TOP ABSTRACT MATERIALS AND METHODS RESULTS DISCUSSION LITERATURE CITED

Transfected lines:
Of 208 E. kuehniella eggs injected with the ooplasm of C. cautella, 130 eggs hatched. Insects that developed from the injected eggs were designated as generation 0 (G₀). G₁ eggs were collected from each of 40 G₀ females. A part (10–20 eggs) of each G₁ brood was subjected to PCR assay, in which Wolbachia was detected in three broods. In two broods (lines 1 and 2), only wCauB was detected. Both wCauA and wCauB were detected in the other brood (line 3). G₂ eggs were diagnosed for infection as performed on the G₁ eggs (Table 1). Infected broods were pooled for each of line 1 and line 2 and designated as line 1B and line 2B, respectively. Two lines different in infection status were obtained from line 3: one infected with only wCauA (line 3A) and the other infected with both wCauA and wCauB (line 3AB). At least 16 larvae were randomly selected for each of the four infected lines and diagnosed for infection by PCR. This assay showed that the G₂ larvae were homogeneously infected within lines. When the G₂ insects attained adulthood, only females emerged in lines 3A and 3AB, whereas both females and males emerged in lines 1B and 2B.

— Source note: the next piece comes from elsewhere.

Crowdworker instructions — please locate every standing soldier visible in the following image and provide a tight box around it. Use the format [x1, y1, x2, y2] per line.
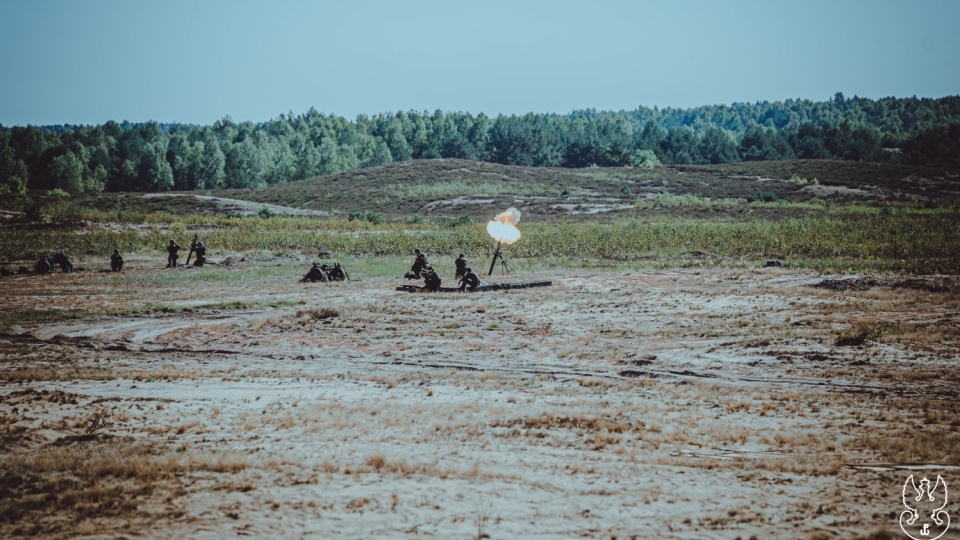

Lines 3A and 3AB were maintained by crossing with males from the uninfected strain. The all-female condition has been consistently transmitted maternally to offspring for 22 generations.

Female-biased sex ratio caused by wCauA:
Emergence of all-female populations in lines 3A and 3AB suggested that wCauA was the causative agent of the sex ratio distortion. Wolbachia is known to cause a female-biased sex ratio by three distinct mechanisms, thelytokous parthenogenesis, feminization of genetic males, and male killing. The possibility that thelytokous parthenogenesis was the mechanism was ruled out because no unfertilized eggs collected from the virgin females hatched. To distinguish feminization and male killing, the survival rates of the transfected lines producing all-female offspring were examined (Table 2). The egg hatch rates of the transfected lines were much lower than those of the uninfected strain, suggesting that the mechanism was male killing rather than feminization.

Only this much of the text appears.